A new kind of investigator has now appeared, and it is worth being careful about what to call it. The prevailing term of art is “AI for Science,” and it is a misnomer. It names a tool: a faster instrument in the hand of a human researcher. What has actually arrived is better described by what a recent survey of the field names agentic science – the stage at which a system progresses from partial assistance to full scientific agency, carrying out hypothesis generation, experimental design, execution, analysis, and iterative refinement on its own authority (Wei et al. 2025).
The distinction is not a quarrel about words. A tool does what it is told. An agent decides what to ask next.
When a system crosses that line, the object of evaluation changes with it. One no longer assesses an instrument, by the simple question of whether it returns the right answer when the input is correct. One assesses an institution – by the harder question of whether its procedures are the kind that produce right answers at all. An autonomous research system that generates, tests, and publishes knowledge claims is an epistemic institution, however small, and the case to be made here is that it should be judged as institutions have long been judged: not by the successes it displays, but by the reliability of the procedures that produced them.
That this is not a forecast can be shown concretely. One such system, the AI Scientist-v2, already executes the full research lifecycle end to end – formulating hypotheses, designing and running experiments, analyzing results, and authoring the manuscript – by means of a progressive tree search over candidate experiments managed by a dedicated experiment-manager agent (Yamada et al. 2025). A manuscript it produced was submitted to a workshop and cleared that venue’s acceptance threshold in peer review. It is worth being exact about what that demonstrates and what it does not. Peer review of this kind certifies that a paper met a venue’s bar for novelty and presentation; it does not independently reproduce the experiments or verify the truth of the results. The achievement is real and it is narrow: an autonomous agent produced an artifact that a human institution’s gate admitted. Whether the knowledge inside the artifact was sound is a separate question – and it is precisely the question the agent’s own procedures, not the reviewing venue’s, would have to answer.
Two bodies of work bear on this. One is old and one is new, and a working system can be read against both.
The older vocabulary: institutions as epistemic agents
The older body of work is the social epistemology of institutions, and its central move is to treat the institution itself – not merely the people inside it – as the bearer of epistemic properties.

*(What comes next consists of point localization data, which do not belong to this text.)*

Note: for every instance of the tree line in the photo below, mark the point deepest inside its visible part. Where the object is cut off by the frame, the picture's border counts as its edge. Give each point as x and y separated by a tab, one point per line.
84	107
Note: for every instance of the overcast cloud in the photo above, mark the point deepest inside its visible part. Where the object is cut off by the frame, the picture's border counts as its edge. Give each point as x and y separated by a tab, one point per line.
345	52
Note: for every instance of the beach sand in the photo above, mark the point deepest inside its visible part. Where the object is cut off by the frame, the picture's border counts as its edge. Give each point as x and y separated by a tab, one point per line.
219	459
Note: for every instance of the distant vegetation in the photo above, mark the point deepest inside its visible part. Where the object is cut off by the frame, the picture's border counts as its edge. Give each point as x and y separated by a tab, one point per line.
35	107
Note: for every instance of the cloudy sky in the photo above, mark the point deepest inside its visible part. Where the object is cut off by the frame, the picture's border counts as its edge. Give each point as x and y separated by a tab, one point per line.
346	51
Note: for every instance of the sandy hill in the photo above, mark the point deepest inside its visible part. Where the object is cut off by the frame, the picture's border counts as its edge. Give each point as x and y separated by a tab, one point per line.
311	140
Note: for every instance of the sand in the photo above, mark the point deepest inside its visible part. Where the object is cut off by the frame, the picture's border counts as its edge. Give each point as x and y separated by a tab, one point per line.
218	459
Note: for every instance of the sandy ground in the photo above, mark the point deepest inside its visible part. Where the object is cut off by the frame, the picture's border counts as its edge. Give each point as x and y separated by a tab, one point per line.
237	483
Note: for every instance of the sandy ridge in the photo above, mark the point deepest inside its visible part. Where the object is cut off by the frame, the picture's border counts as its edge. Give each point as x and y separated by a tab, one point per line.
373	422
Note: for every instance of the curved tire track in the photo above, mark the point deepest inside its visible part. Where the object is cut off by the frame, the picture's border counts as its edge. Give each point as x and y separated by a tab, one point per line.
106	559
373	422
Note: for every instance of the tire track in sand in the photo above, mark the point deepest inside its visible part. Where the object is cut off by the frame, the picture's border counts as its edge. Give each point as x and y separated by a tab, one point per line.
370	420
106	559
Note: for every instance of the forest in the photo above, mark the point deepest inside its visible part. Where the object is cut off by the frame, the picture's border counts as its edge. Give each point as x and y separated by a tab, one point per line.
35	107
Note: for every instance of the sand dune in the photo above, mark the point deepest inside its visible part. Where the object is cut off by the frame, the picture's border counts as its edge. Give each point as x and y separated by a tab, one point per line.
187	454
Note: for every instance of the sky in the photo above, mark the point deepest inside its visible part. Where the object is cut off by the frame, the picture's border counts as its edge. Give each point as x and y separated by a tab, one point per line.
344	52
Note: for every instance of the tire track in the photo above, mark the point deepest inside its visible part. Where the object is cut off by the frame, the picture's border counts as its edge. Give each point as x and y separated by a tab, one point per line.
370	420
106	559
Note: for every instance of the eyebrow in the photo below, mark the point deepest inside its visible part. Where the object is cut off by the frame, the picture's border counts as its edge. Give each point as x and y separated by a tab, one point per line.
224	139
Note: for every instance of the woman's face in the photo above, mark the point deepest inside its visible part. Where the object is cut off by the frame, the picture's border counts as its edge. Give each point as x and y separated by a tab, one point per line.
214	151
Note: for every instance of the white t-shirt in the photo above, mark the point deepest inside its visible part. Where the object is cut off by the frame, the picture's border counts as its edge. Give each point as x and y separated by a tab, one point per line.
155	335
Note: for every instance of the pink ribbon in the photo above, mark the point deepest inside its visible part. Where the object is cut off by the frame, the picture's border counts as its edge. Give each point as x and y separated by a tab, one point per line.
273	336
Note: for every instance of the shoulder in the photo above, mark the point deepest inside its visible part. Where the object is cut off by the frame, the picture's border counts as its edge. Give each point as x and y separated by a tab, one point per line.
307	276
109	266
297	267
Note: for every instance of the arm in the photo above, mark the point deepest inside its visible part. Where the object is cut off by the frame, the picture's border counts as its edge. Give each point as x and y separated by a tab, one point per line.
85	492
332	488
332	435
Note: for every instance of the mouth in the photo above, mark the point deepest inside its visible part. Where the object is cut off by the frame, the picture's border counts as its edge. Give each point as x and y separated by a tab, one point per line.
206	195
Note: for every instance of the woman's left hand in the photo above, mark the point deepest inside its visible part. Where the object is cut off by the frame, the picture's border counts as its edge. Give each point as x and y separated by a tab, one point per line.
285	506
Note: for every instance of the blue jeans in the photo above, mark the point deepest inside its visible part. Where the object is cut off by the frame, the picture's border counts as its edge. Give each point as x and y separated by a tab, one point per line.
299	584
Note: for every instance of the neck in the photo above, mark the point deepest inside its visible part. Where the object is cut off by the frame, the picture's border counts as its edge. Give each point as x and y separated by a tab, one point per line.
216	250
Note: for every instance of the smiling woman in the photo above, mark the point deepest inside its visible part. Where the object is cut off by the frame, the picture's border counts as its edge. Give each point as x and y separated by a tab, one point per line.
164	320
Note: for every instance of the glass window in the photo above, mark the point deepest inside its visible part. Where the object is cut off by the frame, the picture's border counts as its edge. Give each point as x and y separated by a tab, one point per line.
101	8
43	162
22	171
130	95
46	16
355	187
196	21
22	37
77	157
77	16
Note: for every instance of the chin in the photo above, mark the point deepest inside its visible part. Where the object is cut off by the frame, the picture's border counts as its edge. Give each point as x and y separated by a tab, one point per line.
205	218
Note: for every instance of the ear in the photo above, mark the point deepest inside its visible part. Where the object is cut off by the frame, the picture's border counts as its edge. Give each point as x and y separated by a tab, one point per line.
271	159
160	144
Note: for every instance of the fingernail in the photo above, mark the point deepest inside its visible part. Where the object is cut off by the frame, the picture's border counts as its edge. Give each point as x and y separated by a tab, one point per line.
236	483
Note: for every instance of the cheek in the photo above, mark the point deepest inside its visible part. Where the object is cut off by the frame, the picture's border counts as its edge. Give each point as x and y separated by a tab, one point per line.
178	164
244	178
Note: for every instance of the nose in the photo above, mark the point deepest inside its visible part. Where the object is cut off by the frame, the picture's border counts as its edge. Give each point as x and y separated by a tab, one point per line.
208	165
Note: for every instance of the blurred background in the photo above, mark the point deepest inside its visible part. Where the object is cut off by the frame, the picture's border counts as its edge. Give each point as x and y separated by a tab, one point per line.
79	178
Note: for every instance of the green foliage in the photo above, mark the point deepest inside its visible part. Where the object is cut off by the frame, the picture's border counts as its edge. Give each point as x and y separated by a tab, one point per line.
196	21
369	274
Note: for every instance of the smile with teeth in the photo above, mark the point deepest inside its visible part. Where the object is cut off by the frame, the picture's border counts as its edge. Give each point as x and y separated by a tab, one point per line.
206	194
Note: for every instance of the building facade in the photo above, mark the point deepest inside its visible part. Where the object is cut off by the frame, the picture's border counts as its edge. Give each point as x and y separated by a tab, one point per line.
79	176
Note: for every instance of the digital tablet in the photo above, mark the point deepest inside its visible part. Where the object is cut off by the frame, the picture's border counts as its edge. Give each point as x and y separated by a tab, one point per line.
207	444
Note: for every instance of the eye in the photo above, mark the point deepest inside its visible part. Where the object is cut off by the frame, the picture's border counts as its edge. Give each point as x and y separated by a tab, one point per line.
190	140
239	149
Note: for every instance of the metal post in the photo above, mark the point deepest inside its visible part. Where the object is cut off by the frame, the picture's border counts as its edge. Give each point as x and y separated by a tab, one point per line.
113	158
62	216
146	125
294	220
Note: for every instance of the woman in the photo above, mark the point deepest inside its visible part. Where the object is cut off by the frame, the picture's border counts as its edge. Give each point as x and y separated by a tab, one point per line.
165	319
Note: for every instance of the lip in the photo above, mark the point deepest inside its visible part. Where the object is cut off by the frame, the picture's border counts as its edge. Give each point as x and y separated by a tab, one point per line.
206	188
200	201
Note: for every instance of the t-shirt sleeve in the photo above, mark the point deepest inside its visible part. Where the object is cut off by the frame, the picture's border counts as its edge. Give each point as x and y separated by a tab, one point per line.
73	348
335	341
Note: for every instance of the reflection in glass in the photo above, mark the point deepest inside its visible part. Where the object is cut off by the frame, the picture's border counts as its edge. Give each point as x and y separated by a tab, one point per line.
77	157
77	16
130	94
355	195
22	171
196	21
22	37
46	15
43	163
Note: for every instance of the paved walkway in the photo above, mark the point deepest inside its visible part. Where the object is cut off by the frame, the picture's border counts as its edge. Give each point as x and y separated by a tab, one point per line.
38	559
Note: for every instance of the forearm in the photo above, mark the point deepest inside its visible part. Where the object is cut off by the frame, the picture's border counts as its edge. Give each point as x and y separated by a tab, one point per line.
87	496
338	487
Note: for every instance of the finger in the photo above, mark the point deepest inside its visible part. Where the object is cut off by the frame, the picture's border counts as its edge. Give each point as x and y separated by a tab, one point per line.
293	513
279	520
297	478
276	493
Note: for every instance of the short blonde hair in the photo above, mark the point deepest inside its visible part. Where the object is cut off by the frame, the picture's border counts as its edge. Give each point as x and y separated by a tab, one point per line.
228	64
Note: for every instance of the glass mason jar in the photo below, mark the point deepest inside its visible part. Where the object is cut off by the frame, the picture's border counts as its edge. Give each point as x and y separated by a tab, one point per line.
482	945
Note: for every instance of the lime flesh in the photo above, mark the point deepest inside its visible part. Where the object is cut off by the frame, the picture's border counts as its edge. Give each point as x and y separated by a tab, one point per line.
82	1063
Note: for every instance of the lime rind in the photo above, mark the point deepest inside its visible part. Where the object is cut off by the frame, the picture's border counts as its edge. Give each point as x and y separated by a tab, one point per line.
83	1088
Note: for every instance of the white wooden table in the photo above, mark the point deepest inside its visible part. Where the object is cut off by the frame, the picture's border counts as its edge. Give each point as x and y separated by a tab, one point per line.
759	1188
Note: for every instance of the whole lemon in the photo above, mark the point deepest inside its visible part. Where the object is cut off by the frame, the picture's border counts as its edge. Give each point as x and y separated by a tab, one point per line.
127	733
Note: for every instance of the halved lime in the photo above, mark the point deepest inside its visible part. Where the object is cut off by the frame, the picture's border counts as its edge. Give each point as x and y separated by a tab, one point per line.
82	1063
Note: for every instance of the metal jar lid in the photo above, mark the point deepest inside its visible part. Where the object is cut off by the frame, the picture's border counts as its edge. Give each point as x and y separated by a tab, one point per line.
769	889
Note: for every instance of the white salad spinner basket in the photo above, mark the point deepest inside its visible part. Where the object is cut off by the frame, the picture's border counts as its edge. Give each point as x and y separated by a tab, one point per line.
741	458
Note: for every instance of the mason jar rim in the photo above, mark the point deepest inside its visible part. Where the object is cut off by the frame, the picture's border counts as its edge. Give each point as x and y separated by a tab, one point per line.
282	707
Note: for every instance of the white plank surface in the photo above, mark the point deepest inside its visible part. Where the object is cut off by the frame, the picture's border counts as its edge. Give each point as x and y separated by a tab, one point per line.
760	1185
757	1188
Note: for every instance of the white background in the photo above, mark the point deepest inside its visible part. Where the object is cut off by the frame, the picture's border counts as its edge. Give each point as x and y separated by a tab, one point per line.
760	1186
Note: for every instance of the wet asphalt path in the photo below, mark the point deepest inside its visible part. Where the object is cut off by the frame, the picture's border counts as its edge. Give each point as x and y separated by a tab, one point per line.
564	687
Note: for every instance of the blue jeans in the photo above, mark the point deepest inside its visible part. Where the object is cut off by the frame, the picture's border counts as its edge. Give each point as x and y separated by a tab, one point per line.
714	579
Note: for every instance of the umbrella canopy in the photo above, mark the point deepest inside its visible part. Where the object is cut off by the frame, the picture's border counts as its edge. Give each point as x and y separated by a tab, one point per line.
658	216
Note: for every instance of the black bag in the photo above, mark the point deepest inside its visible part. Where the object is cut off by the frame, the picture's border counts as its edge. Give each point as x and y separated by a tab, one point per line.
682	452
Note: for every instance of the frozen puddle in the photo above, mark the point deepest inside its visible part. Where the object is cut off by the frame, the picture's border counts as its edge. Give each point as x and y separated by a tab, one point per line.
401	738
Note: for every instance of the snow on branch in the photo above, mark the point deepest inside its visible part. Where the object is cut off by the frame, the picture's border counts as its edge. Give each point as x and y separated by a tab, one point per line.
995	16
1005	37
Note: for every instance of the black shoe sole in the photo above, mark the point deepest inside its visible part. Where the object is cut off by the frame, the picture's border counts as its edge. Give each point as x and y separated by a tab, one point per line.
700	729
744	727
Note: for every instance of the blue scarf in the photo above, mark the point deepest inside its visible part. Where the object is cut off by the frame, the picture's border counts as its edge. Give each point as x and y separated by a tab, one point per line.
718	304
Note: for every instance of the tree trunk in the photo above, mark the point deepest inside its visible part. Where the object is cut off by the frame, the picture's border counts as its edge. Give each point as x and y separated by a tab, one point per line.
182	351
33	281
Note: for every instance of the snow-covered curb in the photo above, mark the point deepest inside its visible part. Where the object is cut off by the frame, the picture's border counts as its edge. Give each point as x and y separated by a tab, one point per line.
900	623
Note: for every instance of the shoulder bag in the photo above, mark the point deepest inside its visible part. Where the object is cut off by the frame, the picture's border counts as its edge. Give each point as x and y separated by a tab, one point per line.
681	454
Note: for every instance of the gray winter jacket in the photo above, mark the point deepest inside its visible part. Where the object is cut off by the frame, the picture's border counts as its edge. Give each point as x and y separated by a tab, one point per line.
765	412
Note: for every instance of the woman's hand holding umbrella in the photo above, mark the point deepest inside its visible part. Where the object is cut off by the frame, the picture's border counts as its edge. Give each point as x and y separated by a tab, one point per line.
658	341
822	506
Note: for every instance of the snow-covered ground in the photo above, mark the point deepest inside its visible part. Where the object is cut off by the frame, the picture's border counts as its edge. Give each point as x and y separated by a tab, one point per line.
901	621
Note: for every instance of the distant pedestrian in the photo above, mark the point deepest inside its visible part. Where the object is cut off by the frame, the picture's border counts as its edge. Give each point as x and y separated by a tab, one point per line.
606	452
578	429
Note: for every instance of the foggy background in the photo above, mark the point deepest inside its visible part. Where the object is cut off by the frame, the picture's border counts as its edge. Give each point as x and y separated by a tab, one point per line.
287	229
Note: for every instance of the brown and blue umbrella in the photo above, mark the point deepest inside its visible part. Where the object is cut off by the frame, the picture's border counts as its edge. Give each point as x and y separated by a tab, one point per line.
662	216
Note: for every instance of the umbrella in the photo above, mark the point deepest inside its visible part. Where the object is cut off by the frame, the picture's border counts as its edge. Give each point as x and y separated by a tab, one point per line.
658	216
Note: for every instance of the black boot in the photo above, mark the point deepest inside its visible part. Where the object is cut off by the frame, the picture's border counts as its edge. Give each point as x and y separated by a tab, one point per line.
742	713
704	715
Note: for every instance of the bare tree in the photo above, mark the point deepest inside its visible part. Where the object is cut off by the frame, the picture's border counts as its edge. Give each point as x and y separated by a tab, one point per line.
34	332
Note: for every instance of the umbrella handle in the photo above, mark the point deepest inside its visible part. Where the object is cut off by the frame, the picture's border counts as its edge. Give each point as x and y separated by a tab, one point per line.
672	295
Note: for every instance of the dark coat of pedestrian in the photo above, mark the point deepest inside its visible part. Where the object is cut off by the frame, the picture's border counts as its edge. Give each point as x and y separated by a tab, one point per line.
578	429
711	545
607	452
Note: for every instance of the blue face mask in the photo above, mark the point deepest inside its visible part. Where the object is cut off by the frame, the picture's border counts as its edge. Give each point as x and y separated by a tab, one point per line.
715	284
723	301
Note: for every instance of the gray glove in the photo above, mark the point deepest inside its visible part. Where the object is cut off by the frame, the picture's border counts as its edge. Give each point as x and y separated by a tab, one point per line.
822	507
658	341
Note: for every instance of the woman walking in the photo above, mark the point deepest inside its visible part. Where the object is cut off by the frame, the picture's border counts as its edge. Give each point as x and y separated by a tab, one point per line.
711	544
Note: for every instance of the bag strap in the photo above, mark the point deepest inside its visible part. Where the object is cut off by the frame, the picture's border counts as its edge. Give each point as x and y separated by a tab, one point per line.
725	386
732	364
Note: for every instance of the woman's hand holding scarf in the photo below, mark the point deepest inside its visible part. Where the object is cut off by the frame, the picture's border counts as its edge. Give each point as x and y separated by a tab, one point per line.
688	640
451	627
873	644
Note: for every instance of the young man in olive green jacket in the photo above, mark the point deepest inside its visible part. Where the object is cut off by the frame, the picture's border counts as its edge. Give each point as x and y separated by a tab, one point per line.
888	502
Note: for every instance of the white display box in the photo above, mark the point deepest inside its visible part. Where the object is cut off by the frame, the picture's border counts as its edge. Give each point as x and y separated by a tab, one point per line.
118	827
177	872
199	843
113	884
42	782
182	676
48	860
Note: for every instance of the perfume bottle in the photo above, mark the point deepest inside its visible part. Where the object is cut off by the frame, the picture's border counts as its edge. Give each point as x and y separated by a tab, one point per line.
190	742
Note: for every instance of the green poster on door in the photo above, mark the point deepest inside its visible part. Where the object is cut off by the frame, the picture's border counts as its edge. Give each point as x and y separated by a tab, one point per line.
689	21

This is less obvious than it sounds. It is easy to say that a careless laboratory employs careless people. It is a stronger and more useful claim that the laboratory can be careless as a body: that its procedures for review, its rules for what counts as a result, its habits of disclosure, can be epistemically careful or careless independent of the diligence of any individual within it. A strand of recent social epistemology argues for a claim of just this kind: that epistemic virtues and vices can be attributed to institutions as collective agents, not only to their members – that an institution can be, as a body, candid or self-serving about the limits of what it knows, open or closed to correction (see, for instance, the work collected as “Epistemic Virtues of Institutions”, 2020).
If an institution is the kind of thing that can hold a virtue, then it is the kind of thing that can be designed well or badly. This is the contribution of what Alvin Goldman called systems-oriented social epistemology. A system is an entity with working components and multiple goals; systems-oriented social epistemology asks how best to design systems whose goals include epistemic goods – the production or distribution of knowledge and true belief (Goldman, in Stanford Encyclopedia of Philosophy). The approach is prescriptive rather than merely descriptive. It does not only ask how knowledge happens to get made; it asks which arrangement of components – which aggregation rules, which review procedures, which channels for sharing information – would make it get made more reliably.
From this vantage, an institution’s credibility does not rest on its outcomes. A lucky guess is not evidence of competence, and a record of past successes is not, by itself, a reason to trust the next claim. Credibility rests on whether the decision procedures are the kind that reliably track truth, and on whether the reasons the institution offers for its conclusions can themselves be examined – a line of argument developed, among other places, in work on the social epistemology of public institutions. An institution that cannot show its procedure has not earned trust; it has only asked for it.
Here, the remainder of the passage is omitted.